Purpose : Our aim is to identify novel genes associated to retinal development and function, using a novel and powerful forward genetics approach. This approach relies on generating random mutations and identifying mice expressing strong phenotypes in order to establish gene-phenotype associations.

Methods : A large number of mice with random mutations were generated in collaboration with Dr. Bruce Beutler’s laboratory, using N-ethyl-N-nitrosourea (ENU)-induced mutagenesis and a special breeding protocol. Whole exome sequencing of G1 progenitors allows for the identification of all possible mutations. Then their zygosity is established in G2/G3 mice before phenotypic assessment. We examine mice at around 6 months of age by fundus photography and OCT using a Micron IV system (Phoenix Research Laboratories, Pleasanton, CA). Our findings are then analyzed by a powerful software (Linkage Analyzer) that allows us to establish gene-phenotype associations almost immediately after phenotyping. Parameters that were analyzed included: total retinal thickness, outer retinal thickness, outer nuclear layer thickness, yellow fundus spots, chorioretinal lesions, retinal vasculature anomalies and retinal detachment.

Results : We will present data from our results having examined over 1000 mice. Preliminary results showed 27 gene-phenotype associations in the initial 600 mice. Strong gene-phenotype associations were identified for all the quantitative OCT parameters. Associations were also identified for some of the qualitative parameters, including chorioretinal lesions and yellow fundus spots. Some of the identified gene-phenotype associations have been described in the literature, providing confirmation of the validity of our approach.

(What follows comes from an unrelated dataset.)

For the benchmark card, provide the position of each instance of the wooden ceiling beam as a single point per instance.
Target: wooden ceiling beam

Conclusions : This forward genetics approach is allowing us to identify novel genes associated with retinal development, function and disease. In the future, we plan to further characterize the effects of some of the most interesting genes by generating Crispr/Cas9 mutated mice. We also hope to use these techniques to identify genes important in the response to retinal oxidative stress in an unbiased manner.

This is an abstract that was submitted for the 2017 ARVO Annual Meeting, held in Baltimore, MD, May 7-11, 2017.